Johnny, who had attempted to form a rudimentary bed from two upturned desks, yelped as his makeshift cot gave way. The chair leg snapped under his misplaced weight with a sharp crack, sending him sprawling. He landed with a grunt, his head hitting the unforgiving floor with a dull thud. He lay there for a beat, his senses swimming, the alarm a jackhammer in his skull. He fumbled for his sidearm, but his hands felt clumsy, alien.

Raffy, nestled against a stack of forgotten cleaning supplies, sprang to his feet, but his limbs felt like lead. He stumbled over the uneven line of furniture, batons clattering as they fell from his grip. He face-planted into a metal desk, the cold, unyielding surface a rude awakening against his cheek. He scrambled back, rubbing his bruised forehead, eyes wide with unfocused terror. His heart hammered, a frantic drum in his chest, drowning out all other thoughts save for the piercing wail.

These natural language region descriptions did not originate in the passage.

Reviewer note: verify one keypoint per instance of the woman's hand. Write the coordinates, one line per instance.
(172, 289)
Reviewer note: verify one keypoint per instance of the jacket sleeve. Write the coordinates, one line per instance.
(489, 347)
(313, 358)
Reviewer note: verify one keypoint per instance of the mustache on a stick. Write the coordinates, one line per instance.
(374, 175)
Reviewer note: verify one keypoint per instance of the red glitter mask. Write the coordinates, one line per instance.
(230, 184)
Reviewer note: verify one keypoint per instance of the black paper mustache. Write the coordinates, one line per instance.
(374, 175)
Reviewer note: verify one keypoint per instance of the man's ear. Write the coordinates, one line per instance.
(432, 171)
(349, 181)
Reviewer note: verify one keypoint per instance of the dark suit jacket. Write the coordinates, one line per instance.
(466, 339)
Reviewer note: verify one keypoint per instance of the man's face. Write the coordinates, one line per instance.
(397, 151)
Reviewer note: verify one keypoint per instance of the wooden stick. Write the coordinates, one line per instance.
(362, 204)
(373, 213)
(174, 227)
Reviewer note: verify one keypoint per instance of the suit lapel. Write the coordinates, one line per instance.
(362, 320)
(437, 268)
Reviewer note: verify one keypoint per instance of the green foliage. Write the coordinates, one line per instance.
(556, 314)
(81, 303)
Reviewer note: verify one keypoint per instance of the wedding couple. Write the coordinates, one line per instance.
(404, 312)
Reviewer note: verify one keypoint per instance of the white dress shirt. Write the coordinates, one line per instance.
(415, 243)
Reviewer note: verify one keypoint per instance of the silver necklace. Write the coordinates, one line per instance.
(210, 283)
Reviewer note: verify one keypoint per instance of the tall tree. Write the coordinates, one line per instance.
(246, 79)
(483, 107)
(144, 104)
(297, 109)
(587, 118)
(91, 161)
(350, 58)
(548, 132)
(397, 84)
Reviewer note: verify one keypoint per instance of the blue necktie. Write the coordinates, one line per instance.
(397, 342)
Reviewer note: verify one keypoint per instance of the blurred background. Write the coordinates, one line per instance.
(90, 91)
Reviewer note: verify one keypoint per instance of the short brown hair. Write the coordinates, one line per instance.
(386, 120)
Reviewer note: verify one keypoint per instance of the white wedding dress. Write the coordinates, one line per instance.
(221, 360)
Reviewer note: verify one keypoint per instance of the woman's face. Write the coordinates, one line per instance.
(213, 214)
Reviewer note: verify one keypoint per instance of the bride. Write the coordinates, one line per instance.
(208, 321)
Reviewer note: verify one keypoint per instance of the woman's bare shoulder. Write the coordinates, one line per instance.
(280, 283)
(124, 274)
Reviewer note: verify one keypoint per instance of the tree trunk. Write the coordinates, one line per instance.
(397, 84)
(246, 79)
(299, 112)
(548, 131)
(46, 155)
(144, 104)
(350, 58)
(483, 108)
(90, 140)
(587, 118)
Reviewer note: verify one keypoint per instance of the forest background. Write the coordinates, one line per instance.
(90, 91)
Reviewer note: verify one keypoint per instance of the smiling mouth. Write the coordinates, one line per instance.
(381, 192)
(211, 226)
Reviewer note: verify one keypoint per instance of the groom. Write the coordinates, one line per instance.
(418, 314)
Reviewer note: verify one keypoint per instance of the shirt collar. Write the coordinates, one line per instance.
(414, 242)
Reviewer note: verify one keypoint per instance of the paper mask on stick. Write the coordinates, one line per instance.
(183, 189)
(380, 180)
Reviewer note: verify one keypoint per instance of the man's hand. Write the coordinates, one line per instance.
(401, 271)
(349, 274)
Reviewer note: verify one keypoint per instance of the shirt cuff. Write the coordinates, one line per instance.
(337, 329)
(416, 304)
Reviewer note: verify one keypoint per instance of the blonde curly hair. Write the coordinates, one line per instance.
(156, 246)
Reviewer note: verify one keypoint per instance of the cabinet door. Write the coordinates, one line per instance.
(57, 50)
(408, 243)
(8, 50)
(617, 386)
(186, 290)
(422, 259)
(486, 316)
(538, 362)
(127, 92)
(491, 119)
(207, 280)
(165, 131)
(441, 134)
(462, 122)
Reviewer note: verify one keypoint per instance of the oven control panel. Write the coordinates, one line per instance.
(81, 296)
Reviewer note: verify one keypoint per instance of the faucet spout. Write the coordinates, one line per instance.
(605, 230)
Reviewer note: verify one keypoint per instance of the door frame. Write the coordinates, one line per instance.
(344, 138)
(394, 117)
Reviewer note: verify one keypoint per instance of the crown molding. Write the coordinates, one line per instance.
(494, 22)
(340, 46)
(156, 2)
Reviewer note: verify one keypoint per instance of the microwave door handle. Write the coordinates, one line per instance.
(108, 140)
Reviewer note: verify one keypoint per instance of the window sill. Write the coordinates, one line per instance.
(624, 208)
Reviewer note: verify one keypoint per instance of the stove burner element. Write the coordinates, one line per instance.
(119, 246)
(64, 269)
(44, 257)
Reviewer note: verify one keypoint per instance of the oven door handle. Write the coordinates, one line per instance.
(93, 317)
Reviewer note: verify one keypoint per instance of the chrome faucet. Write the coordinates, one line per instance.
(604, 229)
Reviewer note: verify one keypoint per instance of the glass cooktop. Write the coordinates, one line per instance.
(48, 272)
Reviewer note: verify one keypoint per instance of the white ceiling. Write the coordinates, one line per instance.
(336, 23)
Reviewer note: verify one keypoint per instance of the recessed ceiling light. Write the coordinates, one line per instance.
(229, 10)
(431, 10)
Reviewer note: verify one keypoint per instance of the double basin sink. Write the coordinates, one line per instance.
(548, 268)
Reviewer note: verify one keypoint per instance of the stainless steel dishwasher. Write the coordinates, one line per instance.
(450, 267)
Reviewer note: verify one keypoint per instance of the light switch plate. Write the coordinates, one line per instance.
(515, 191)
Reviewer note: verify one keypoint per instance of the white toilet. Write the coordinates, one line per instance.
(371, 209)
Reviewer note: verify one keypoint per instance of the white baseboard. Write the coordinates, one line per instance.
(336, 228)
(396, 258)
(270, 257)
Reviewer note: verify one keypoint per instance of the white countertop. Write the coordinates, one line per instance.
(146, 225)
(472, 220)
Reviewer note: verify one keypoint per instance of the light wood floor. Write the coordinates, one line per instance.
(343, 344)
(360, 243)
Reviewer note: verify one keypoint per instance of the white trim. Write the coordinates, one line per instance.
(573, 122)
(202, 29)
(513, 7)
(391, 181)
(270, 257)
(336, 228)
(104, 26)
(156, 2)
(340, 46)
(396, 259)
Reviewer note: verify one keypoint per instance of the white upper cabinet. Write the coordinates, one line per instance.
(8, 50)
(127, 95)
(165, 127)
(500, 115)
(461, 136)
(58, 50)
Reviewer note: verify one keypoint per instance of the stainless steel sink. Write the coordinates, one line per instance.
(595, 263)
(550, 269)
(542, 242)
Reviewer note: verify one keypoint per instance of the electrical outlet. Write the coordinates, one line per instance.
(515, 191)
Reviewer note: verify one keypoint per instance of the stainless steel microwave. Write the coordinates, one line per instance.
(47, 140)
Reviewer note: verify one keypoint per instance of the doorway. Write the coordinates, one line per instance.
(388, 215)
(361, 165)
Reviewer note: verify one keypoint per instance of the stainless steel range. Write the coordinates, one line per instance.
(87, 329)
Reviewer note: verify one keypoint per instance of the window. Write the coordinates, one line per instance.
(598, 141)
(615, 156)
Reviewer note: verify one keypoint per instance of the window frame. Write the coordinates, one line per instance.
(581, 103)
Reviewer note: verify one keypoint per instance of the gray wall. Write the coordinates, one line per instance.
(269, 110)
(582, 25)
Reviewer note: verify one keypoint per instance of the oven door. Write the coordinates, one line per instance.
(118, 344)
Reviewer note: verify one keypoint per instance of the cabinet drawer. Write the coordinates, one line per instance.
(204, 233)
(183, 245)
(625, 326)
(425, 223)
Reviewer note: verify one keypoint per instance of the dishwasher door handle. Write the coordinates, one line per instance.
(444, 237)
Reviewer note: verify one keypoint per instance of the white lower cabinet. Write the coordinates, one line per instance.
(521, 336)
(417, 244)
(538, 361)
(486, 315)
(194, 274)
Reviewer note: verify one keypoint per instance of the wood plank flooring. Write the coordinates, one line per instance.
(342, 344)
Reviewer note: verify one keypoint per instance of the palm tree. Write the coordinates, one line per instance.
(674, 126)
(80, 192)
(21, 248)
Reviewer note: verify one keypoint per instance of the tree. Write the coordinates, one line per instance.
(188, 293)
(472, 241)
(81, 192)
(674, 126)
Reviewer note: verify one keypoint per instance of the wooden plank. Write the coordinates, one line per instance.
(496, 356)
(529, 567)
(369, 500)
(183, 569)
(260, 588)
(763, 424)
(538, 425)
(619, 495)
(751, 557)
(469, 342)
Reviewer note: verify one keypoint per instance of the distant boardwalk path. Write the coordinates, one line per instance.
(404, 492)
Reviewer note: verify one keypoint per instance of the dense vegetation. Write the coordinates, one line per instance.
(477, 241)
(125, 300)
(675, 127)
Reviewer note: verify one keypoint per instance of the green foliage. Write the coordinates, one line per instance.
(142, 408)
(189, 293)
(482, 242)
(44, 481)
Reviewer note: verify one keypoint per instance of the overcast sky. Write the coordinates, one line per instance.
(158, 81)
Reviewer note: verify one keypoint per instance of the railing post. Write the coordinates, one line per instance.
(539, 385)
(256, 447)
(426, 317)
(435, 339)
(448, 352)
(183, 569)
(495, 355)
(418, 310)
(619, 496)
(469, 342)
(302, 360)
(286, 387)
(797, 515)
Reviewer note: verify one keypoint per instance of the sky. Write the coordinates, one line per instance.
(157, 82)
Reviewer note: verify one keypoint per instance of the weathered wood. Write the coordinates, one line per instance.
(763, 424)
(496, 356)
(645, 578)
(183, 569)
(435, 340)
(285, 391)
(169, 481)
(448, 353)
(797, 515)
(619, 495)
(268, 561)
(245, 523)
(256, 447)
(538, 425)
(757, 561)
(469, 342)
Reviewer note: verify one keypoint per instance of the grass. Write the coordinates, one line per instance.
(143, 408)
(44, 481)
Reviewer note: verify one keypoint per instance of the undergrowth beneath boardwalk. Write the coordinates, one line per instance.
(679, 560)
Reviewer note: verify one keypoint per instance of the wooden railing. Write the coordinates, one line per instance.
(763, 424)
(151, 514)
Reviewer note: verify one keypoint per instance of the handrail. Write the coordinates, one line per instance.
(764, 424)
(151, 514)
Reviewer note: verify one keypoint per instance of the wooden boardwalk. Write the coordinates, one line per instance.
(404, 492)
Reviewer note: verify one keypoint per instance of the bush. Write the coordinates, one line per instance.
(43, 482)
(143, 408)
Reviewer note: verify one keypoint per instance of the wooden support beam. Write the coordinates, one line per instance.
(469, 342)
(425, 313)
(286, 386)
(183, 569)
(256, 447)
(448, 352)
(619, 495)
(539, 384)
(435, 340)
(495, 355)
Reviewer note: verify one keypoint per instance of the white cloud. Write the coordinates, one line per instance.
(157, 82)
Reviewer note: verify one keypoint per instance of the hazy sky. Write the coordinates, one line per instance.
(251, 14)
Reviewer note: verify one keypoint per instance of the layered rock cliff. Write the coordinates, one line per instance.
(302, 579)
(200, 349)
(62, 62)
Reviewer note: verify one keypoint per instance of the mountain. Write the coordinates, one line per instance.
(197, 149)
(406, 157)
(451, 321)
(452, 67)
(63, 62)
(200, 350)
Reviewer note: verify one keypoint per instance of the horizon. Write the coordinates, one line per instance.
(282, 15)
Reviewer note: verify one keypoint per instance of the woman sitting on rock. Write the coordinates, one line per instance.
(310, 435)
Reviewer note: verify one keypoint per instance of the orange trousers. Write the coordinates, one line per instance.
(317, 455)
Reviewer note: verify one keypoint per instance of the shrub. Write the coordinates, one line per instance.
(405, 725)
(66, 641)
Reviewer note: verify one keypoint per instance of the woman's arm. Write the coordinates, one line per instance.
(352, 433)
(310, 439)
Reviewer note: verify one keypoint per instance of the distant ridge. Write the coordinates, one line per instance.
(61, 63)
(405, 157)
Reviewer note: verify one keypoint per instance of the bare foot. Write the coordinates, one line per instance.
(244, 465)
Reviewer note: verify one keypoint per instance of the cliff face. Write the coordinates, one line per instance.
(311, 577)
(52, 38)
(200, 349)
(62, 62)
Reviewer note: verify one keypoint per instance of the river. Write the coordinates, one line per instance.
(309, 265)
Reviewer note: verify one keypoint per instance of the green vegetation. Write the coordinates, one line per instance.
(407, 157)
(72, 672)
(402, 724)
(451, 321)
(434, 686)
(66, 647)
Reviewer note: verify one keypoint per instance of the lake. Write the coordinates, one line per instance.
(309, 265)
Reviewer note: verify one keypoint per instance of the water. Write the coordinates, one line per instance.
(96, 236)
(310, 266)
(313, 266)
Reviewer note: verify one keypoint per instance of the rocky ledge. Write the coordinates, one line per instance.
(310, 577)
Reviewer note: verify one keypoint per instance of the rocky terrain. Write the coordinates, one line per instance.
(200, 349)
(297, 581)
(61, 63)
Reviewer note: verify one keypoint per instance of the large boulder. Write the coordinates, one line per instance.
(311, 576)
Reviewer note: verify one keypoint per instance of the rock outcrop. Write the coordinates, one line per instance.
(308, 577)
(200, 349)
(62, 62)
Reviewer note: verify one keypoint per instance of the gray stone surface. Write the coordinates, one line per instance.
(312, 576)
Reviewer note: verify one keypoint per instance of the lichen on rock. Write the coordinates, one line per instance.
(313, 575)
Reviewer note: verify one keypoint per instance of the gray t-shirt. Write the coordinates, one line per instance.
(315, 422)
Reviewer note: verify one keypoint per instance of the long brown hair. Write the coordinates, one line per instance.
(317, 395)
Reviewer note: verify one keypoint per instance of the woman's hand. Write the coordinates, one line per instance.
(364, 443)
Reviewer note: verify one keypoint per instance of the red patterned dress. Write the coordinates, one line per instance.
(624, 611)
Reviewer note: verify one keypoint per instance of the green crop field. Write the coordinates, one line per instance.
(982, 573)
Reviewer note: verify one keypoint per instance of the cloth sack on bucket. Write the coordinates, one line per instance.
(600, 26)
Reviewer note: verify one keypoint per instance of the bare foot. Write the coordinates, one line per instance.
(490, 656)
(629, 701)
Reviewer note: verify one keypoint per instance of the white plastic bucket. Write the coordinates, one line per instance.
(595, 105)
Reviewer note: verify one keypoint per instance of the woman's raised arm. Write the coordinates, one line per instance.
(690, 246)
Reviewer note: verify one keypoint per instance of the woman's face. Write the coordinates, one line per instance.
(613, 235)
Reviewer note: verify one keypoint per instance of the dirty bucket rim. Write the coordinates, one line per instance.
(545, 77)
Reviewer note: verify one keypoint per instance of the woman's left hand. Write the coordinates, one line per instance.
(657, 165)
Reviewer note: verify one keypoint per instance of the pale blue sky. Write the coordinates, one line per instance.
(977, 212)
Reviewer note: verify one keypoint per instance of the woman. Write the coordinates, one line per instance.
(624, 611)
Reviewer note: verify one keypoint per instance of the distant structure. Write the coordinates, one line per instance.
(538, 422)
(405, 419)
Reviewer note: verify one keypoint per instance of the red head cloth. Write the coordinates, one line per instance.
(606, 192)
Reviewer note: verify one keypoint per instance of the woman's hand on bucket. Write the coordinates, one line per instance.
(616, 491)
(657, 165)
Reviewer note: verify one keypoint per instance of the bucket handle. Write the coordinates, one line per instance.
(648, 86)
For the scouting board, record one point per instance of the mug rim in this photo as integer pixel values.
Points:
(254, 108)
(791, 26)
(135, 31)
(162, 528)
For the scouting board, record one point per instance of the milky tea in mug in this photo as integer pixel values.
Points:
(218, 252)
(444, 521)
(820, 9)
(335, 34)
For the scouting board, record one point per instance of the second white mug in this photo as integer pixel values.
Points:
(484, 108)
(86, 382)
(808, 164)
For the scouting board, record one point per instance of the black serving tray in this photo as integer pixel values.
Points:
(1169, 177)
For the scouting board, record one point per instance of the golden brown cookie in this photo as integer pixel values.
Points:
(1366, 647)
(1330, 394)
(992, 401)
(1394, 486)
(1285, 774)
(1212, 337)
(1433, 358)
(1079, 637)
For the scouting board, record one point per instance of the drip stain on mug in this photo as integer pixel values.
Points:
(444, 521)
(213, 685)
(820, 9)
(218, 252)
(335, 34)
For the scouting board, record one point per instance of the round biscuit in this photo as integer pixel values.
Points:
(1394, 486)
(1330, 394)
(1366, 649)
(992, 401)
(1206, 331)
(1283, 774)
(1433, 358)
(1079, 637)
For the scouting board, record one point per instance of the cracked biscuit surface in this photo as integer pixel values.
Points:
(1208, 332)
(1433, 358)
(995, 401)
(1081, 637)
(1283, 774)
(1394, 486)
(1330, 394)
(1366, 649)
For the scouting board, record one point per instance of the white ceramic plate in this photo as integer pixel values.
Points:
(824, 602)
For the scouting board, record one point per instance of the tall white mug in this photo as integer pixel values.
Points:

Their minds, still sluggish from sleep and the night's earlier stresses, struggled to catch up. They were disoriented, caught between the fading dreams and the harsh, screaming reality. Their movements were jerky, uncoordinated. Fumbling for weapons that weren't there, rubbing eyes that refused to focus, cursing under breaths that tasted of stale coffee and fear.

Then, a new, terrifying sound began to filter through the incessant alarm – the distant, unmistakable pop-pop-pop of gunfire, closer now, growing rapidly louder. It was no longer just an alarm. It was the sound of the prison tearing itself apart.

"Get moving!" Harold yelled, his voice strained, finally finding some semblance of urgency. "Into the hall!"

They stampeded out of the room, their worn boots clattering against the concrete, blind to the dark, widening blood trail an intruder had left minutes earlier, snaking toward the North exit. Their panicked cries echoed into the chaotic darkness of the prison.